US group raises red flag over chemical in CokeBy DAVID MUGWE in Nairobi | Thursday, June 28 2012 at 10:38
An independent consumer advocacy group wants Coca-Cola to reduce the levels of a cancer causing chemical in its flagship brand sold in Kenya and other parts of the world.
The US-based Centre for Science in the Public Interest (CSPI) says the levels of 4 methylimidizole (4-MI) in Coca-Cola were above acceptable limits in all markets except in the US state of California, where new laws have forced the firm to reduce them.
The chemical is believed to cause cancer. According to CSPI, the Coke sold in Kenya had the second highest level of 4-MI in nine countries sampled. Brazil had the highest while the UK had the lowest.
“Now that we know it’s possible to almost totally eliminate this carcinogen from colas, there’s no excuse for Coca-Cola and other companies not to do so worldwide, and not just in California,” said CSPI executive director Michael Jacobson in a statement posted on the consumer group’s website.
The Coca-Cola Company told Reuters that it had asked its caramel manufacturers to modify their production process to reduce the amount of 4-MI in caramel.
But the Coca Cola office in Nairobi said it had no plans to change the formula, saying that its products were safe.
A warning label
“All of our products are safe and comply with regulations in every country where we operate. Regulators throughout the world have approved the use of caramel in our products,” said Norah Odwesso, the Public Affairs and Communications Director for Coca-Cola Central East and West Africa Business Unit.

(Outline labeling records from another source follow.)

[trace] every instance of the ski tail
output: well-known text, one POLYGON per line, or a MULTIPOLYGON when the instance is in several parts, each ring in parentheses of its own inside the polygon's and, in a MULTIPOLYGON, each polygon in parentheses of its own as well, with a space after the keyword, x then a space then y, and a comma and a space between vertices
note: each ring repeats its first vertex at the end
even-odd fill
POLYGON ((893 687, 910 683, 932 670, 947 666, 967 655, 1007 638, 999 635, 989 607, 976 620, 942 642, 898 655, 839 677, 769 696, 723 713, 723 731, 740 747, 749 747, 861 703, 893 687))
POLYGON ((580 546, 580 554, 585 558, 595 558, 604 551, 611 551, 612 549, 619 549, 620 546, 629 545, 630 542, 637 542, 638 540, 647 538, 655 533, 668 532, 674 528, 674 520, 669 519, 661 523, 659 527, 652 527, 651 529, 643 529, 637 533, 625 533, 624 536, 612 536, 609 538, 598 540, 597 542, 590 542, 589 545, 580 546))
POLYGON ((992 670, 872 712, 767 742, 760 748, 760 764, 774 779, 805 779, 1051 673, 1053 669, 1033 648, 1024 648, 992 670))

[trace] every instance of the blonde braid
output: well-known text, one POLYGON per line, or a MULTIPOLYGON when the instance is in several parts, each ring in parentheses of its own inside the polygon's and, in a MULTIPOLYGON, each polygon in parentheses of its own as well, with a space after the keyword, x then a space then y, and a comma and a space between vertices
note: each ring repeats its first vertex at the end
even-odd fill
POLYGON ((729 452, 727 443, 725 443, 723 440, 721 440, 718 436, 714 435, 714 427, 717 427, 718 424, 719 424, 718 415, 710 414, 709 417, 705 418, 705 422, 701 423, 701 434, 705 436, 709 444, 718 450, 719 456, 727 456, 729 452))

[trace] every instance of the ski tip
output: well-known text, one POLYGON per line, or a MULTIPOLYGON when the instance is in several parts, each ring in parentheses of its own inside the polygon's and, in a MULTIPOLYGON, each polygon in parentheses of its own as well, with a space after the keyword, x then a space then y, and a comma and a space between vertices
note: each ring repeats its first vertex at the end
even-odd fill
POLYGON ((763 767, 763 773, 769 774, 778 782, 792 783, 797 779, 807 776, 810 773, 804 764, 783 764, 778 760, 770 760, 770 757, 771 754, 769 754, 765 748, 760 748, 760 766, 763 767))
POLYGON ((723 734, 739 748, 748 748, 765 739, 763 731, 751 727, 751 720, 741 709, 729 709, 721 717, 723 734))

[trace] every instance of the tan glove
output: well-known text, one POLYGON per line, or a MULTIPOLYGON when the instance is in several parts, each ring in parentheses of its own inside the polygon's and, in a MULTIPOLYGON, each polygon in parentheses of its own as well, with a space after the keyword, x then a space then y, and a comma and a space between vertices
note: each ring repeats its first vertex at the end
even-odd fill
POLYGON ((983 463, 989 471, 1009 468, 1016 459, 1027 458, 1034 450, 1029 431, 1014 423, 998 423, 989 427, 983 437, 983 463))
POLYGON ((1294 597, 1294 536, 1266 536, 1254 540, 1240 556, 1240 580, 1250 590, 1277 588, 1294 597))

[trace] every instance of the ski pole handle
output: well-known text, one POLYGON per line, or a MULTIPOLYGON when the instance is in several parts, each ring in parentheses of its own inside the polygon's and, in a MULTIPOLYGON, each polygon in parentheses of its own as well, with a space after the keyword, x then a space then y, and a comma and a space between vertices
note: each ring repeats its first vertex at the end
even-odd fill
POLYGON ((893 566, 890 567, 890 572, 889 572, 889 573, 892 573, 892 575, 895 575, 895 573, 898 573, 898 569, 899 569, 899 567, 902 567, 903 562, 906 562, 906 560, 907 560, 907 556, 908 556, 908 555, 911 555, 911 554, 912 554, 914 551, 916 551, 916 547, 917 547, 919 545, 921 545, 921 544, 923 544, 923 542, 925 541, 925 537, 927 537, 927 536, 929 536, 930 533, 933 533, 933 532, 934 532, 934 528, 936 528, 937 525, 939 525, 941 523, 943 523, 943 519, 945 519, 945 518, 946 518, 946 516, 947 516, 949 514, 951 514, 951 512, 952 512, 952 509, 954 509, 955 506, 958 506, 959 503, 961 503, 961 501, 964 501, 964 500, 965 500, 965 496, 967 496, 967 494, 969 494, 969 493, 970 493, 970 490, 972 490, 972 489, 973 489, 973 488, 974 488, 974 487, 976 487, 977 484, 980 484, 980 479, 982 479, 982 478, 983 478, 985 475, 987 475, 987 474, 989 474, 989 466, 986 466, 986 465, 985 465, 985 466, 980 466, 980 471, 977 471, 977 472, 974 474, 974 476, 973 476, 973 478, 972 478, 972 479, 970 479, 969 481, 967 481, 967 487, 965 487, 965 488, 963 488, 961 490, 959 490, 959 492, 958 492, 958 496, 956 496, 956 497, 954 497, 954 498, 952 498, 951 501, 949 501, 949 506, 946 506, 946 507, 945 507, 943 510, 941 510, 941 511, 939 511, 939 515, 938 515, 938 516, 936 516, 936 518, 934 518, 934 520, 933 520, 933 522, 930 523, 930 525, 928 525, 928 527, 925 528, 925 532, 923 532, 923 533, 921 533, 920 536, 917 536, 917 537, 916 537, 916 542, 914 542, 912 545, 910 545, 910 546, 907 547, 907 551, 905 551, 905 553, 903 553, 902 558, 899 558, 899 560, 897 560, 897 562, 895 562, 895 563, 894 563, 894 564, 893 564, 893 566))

She said the company was not changing its formula and, therefore, would not affect the colour, taste and quality of its drinks.
The firm does not agree with the State of California’s decision to require a warning label on some food products containing trace levels of 4-MI.
“Science does not support California’s position. We will continue to rely on sound, evidence-based science to ensure that our products are safe,” said Ms Odwesso.
The US Food and Drug Administration (FDA) is considering a petition by the watchdog group to ban the process that creates the heightened 4-MI levels, but said that there is no reason to believe there is any immediate or short-term danger to consumers.